Measurement of a speaking performance, however, requires a different kind of scale, such as those used in certain sports competitions (see Spolsky, 1995) where the quality of performance is based on rank. There is no equal‐interval unit of measurement comparable to ounces or pounds that allows the precise measurement of a figure skating performance. Likewise, assessing speaking ranks students into ordinal categories (often referred to as vertical categories) similar to bronze, silver, and gold; A2, B2, C2; or beginning, intermediate, and advanced.
The global assessment of performance is associated with holistic scales where abilities are represented by level descriptors comprised of a qualitative summary of the raters' observations. Benchmark performances are selected to exemplify the levels and their descriptors. Scale descriptors are typically associated with, but not limited to: pronunciation (focusing on segmentals); phonological control (focusing on suprasegmentals); grammar/accuracy (morphology, syntax, and usage); fluency (speed and pausing); vocabulary (range and idiomaticity); coherence; and organization. If the assessment involves evaluation of interaction, the following may also be included: turn‐taking strategies, cooperative strategies, and asking for or providing clarification.
Holistic vertical indicators, even when accompanied by scale descriptors and benchmarks, may not be sufficient for making instructional or placement decisions. In such cases, an analytic rating, discourse analysis, or extraction of temporal measures of fluency may be conducted to explicate components of the examinee's performance. The specific components chosen, which can include any of the same aspects of performance used in holistic scale descriptors, depend on the purpose of the test, the needs of the score users, and the interests of the researcher.

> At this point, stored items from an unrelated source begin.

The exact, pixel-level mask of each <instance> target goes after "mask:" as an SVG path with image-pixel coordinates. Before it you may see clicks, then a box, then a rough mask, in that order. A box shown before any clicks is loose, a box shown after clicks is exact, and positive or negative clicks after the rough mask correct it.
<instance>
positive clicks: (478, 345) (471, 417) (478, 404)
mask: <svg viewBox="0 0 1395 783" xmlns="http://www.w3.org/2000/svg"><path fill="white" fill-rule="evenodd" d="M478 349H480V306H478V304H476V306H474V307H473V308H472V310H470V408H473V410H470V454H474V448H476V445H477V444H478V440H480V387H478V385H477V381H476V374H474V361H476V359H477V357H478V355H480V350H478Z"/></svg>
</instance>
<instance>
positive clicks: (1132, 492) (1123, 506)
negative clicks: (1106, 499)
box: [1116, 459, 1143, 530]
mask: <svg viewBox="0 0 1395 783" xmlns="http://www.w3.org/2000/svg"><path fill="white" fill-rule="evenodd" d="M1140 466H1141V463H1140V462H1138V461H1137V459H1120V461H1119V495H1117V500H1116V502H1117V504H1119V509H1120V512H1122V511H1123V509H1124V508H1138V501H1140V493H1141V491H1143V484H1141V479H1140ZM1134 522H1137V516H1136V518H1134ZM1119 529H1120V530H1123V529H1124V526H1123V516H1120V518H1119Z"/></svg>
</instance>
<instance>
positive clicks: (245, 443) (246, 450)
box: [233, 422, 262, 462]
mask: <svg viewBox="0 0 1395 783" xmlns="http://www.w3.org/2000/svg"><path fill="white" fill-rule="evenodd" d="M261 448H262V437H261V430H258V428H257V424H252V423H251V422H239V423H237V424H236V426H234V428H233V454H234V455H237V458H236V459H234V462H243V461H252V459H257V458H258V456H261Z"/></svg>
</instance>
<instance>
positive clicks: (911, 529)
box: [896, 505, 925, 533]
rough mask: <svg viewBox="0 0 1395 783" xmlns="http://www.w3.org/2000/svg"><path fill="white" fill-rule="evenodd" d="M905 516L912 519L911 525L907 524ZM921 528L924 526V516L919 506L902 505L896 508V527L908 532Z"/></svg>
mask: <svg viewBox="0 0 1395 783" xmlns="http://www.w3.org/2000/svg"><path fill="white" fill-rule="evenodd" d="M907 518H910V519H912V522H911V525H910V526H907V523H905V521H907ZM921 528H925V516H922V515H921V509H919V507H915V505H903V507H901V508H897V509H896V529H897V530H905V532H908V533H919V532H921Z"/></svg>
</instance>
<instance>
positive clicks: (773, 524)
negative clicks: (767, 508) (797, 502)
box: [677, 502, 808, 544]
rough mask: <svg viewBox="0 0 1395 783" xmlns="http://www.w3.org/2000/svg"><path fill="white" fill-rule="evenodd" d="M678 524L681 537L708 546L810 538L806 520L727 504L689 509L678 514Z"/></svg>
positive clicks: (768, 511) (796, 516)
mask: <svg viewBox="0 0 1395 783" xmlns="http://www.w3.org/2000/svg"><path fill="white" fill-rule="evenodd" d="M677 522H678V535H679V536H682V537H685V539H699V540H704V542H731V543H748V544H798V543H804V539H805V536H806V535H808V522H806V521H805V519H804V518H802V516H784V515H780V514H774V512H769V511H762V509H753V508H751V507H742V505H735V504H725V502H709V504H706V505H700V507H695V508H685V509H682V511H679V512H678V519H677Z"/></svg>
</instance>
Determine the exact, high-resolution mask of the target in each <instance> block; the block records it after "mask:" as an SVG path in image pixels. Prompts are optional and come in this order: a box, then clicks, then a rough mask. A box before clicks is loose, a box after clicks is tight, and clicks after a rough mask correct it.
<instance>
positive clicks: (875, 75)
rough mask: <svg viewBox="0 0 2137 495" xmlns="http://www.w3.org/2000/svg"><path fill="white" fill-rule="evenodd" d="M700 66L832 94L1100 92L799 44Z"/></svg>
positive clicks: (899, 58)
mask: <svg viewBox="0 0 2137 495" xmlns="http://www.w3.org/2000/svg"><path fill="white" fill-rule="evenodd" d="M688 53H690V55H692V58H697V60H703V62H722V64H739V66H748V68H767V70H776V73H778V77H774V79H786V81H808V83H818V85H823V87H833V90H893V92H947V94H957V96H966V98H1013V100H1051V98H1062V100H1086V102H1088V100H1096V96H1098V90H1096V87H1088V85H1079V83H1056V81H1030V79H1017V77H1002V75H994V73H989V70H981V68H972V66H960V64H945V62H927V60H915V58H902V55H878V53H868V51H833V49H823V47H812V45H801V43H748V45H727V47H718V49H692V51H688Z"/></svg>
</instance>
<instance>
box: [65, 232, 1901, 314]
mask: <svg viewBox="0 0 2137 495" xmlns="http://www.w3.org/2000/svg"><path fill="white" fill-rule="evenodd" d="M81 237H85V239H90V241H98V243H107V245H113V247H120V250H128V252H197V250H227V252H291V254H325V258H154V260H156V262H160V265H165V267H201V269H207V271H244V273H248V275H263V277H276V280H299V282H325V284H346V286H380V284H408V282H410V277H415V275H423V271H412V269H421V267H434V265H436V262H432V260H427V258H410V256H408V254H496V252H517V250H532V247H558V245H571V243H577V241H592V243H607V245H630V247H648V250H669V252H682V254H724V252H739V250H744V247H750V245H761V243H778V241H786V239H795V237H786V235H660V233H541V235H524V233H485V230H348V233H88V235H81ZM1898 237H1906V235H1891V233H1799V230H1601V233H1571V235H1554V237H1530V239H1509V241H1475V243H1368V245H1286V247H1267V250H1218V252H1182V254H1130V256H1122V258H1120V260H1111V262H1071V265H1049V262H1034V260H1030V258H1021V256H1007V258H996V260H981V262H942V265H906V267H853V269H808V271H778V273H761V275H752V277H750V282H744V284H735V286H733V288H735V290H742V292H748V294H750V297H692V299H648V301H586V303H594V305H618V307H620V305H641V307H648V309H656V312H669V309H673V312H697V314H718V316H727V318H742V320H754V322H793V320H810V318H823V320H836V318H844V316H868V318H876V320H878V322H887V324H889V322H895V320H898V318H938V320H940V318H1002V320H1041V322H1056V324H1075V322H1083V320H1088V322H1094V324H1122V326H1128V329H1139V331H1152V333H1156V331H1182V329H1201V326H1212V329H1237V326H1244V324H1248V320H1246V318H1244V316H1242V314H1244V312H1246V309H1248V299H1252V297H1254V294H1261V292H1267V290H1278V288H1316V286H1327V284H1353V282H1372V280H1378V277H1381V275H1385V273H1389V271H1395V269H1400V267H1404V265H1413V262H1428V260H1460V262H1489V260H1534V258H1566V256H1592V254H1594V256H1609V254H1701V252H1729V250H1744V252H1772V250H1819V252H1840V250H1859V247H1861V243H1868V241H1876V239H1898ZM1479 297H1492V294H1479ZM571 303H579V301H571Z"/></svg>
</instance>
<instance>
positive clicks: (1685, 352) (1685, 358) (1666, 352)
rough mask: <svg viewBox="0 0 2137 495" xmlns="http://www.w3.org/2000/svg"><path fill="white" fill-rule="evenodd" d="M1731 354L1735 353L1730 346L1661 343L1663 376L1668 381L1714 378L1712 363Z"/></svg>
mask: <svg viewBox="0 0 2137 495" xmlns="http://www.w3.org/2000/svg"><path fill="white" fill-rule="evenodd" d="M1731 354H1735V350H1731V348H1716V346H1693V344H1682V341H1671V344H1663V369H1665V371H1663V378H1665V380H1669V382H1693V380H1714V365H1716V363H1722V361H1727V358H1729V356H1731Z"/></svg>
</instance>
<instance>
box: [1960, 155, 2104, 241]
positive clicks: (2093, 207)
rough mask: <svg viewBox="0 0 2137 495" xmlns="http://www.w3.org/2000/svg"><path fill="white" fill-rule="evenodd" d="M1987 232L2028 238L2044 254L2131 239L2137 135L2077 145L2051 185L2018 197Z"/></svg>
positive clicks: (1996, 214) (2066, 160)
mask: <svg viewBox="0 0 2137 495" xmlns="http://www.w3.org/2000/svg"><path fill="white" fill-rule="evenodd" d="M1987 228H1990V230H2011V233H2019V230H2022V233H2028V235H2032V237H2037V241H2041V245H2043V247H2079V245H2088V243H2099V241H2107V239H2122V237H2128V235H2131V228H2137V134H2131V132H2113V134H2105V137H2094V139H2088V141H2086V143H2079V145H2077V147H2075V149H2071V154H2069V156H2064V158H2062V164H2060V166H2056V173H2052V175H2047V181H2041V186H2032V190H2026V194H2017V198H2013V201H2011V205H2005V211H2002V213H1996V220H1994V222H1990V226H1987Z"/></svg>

Score users are central in Alderson's (1991) distinction among three types of scales: constructor oriented, assessor oriented, and user oriented. The language used to describe abilities tends to focus on the positive aspects of performance in user‐oriented and constructor‐oriented scales, where the former may focus on likely behaviors at a given level and the latter may focus on particular tasks associated with a curriculum or course of instruction. Assessor‐oriented scales shift the focus from the learner and objectives of learning toward the rater; scale descriptors are often negatively worded and focus on the perceptions of the rater and are often more useful for screening purposes.
From another perspective, scales for speaking assessments can be theoretically oriented, empirically oriented, or both. The starting point for all assessments is usually a description or theory of language ability (e.g., Canale & Swain, 1980; Bachman, 1990). These broad orientations are then narrowed down to focus on a particular skill and particular components of that skill. Empirical approaches to the development and validation of speaking assessment scales involve identification of characteristics of interest for the subsequent development of scale levels (e.g., Chalhoub‐Deville, 1995; Fulcher, 1996) or explications of assigned ability levels (e.g., Xi & Mollaun, 2006; Iwashita, Brown, McNamara, & O'Hagan, 2008; Ginther, Dimova, & Yang, 2010), or both. In addition, collecting data about examinee perspectives and experiences can be used to improve test development and administrative procedures (Yan, Thirakunkovit, Kauper, & Ginther, 2016).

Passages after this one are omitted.